Sunday, November 26, 2023 – Christ the King Sunday

Speaker: Drew Brislin
Category: Weekly Sermons

Ezekiel 34:11-16,20-24; Psalm 95:1-7a; Ephesians 1:15-23; Matthew 25:31-46

The Rev. Drew Brislin

The season of Christmas movies has kicked into full gear. They seem to be starting them earlier and earlier, even broadcasting new ones during Christmas in July campaigns. While the story lines vary there are inevitably at least one or two if not more that involve some kind of royal character whether it’s a prince or princess who is looking to be treated like a regular person and so they embark on some adventure that leads them to hide their identity. You know how it ends too, they meet someone, a commoner, and end up falling in love and live happily ever after. These royals were seeking common relationships very much in the same way that God sought relationship with us. God sought to be in relationship with us too and to that end he accommodates us by humbling himself and taking on human form in Jesus. Over the centuries there have been a lot of debates and arguments over how God does this, and I think it is safe to say that it’s just a mystery. We are not to figure out how God does what he does but we are to simply just take comfort in his love for us and appreciate the mystery. Today, the church celebrates Christ the King Sunday or Reign of Christ Sunday as it is called in other denominations. It is the day in which we celebrate the kingly nature of Jesus. This is a relatively new feast day within the church that is not quite a hundred years old yet, having been established by Pope Pius XI in 1925. As people began to turn to charismatic leaders like Hitler and Mussolini, the pope sought to turn people’s attention back to Jesus and so looked to turn attention back to Christ by focusing on his kingly nature. As we look to bring this season of Pentecost to an end and enter into the season Advent and the season of incarnation, it seems right that we should focus on this aspect or nature of Christ. As we all know though, Jesus is a different kind of king, and we learn this in our Gospel reading this morning.

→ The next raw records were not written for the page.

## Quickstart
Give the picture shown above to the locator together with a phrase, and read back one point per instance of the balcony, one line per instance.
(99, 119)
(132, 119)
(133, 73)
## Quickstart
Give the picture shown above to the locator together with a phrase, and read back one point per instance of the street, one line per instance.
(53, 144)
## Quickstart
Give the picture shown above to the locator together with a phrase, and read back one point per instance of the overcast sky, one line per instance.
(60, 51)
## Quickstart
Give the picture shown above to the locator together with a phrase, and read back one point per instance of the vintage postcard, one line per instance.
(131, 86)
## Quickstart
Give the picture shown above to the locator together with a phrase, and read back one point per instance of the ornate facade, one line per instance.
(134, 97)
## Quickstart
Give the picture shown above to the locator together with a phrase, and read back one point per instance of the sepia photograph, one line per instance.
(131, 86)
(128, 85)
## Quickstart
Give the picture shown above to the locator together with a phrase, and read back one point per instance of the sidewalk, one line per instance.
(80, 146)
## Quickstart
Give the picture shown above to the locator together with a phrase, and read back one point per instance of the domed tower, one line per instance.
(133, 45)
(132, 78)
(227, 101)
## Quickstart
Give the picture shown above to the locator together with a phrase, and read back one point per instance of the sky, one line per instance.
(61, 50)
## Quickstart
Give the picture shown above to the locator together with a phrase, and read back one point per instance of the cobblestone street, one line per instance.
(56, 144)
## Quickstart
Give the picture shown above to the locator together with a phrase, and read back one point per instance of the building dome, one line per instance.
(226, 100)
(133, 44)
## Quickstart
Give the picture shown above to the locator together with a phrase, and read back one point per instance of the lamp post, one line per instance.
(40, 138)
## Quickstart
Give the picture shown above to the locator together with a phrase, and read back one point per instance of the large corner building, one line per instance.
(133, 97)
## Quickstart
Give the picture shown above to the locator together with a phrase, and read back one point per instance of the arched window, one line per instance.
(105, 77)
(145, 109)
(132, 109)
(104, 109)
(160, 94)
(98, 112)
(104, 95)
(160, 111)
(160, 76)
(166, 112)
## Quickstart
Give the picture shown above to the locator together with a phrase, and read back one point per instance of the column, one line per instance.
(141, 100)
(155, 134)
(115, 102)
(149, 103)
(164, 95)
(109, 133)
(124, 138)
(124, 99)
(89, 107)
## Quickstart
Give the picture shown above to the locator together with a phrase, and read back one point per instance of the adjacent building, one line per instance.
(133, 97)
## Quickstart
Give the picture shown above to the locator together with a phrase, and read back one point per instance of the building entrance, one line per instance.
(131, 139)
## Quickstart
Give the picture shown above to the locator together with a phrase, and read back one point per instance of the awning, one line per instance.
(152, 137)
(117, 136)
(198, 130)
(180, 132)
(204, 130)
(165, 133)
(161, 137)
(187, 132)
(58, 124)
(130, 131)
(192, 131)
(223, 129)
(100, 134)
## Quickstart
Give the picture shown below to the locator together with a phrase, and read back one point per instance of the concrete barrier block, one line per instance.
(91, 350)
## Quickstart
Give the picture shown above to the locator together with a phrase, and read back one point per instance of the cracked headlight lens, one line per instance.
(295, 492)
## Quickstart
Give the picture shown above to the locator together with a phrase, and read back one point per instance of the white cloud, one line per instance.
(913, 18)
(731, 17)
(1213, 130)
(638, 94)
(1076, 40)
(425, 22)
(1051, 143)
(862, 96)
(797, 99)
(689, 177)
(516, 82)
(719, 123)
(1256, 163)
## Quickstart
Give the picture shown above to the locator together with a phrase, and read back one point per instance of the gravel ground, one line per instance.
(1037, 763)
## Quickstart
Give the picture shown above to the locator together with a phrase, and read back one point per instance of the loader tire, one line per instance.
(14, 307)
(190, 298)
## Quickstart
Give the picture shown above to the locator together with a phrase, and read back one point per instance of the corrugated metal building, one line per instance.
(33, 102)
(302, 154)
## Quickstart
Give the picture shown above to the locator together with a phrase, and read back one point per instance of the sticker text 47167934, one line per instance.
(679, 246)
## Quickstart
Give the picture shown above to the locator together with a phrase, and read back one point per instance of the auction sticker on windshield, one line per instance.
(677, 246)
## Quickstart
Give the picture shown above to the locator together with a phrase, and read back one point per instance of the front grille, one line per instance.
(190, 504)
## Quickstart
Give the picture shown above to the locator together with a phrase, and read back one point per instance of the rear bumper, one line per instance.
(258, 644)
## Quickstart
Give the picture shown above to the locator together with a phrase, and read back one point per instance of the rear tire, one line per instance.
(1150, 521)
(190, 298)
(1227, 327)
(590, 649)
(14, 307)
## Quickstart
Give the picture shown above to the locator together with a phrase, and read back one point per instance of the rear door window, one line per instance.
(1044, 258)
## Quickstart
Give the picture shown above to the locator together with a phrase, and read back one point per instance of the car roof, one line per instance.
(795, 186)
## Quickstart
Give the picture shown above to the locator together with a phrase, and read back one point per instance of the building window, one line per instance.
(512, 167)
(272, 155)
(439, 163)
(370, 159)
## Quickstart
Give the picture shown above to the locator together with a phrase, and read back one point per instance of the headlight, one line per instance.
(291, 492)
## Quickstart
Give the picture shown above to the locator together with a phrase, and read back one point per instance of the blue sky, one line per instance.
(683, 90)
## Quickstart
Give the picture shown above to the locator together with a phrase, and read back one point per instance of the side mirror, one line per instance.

This very familiar reading places us at the end of Jesus’ farewell discourse just before the Passion begins. Like a teacher preparing to retire, Jesus wants to make sure that his students have the tools necessary to carry on in his absence. When engaged in a certain way though I think this reading can be very difficult. I think it can be easy to read this passage and miss the Gospel. So often this part of Matthew sounds like a rule book or a guide for how to get to Heaven as if what we do affects that decision. That getting into Heaven is something we earn, and some people are in, and some people are out. I think though that salvation is not so much something we achieve, but rather something we discover when we least expect it. Jesus was not trying to tell us how to get to heaven but rather where heaven can be found. In his instruction to feed and give water and visit, Jesus is looking for love from us that is overflowing, not calculated efforts. Jesus is in effect giving us a wellness check and so maybe we are challenged to see the separation of the sheep and the goats as some people are in and some are out but rather maybe as those actions that draw us away from God and those that draw us closer. Kind of like a doctor telling us which foods are good for us and which are not as good for us and how to stay healthy. What if we see the goats as those things that get in the way of our relationships with each other and with God and the sheep as those things that help us to draw closer to one another and with God. On this Christ the King Sunday we are called to focus on our relationships with each other and this in turn draws our attention to our relationship with Jesus.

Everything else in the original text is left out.